Additionally, the "shutDown()" method (that shadows the one in
org.apache.nutch.plugin.Plugin) appears never to be called, even if
System.runFinalizersOnExit(true) (which is deprecated as dangerous) was
previously invoked.
The only way of having my shutdown code executed seems to be to place it in
my plugin's finalize() method, AND ensuring that the finalizers be called on
exit by placing somewhere in the initialization code the (deprecated) call
System.runFinalizersOnExit(true) .
Enzo
----- Original Message -----
From: "Enzo Michelangeli" <[EMAIL PROTECTED]>
To: <[email protected]>
Sent: Tuesday, June 05, 2007 10:20 AM
Subject: Loading mechnism of plugin classes and singleton objects
I have a question about the loading mechanism of plugin classes. I'm
working with a custom URLFilter, and I need a singleton object loaded and
initialized by the first instance of the URLFilter, and shared by other
instances (e.g., instantiated by other threads).

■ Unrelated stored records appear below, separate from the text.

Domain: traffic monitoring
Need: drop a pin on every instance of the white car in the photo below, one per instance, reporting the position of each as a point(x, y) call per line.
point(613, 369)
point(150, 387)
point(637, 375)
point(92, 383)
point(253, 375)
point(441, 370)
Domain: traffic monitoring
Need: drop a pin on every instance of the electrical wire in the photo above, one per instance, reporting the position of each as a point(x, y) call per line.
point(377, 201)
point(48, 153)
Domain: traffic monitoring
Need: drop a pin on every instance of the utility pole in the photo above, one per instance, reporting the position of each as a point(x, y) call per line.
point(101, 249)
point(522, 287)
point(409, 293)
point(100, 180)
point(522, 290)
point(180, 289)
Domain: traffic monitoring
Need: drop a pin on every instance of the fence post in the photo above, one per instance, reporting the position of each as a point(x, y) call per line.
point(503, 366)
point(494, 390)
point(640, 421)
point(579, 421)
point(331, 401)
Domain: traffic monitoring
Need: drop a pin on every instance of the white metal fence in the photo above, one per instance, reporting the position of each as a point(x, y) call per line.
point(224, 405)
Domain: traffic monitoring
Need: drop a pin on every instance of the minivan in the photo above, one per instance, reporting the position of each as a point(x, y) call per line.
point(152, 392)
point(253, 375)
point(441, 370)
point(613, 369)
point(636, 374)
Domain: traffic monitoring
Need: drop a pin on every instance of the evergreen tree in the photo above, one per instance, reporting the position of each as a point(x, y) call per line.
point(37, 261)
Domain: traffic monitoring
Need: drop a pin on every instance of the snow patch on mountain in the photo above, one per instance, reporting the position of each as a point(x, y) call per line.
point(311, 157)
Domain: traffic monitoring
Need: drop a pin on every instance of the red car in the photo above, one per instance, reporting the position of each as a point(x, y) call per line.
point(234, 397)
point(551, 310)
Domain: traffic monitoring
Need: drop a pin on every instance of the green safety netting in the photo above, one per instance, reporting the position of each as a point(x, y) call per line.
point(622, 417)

I was assuming that the
URLFilter class was being loaded only once even when the filter is used by
multiple threads, so I tried to use a static member variable of my
URLFilter class to hold a reference to the object to be shared: but it
appears that the supposed singleton, actually, isn't, because the method
responsible for its instantiation finds the static field initialized to
null. So: are URLFilter classes loaded multiple times by their classloader
in Nutch? The wiki page at
http://wiki.apache.org/nutch/WhichTechnicalConceptsAreBehindTheNutchPluginSystem
seems to suggest otherwise:
Until Nutch runtime, only one instance of such a plugin
class is alive in the Java virtual machine.
(By the way, what does "Until Nutch runtime" mean here? Before Nutch
runtime, no class whatsoever is supposed to be alive in the JVM, is it?)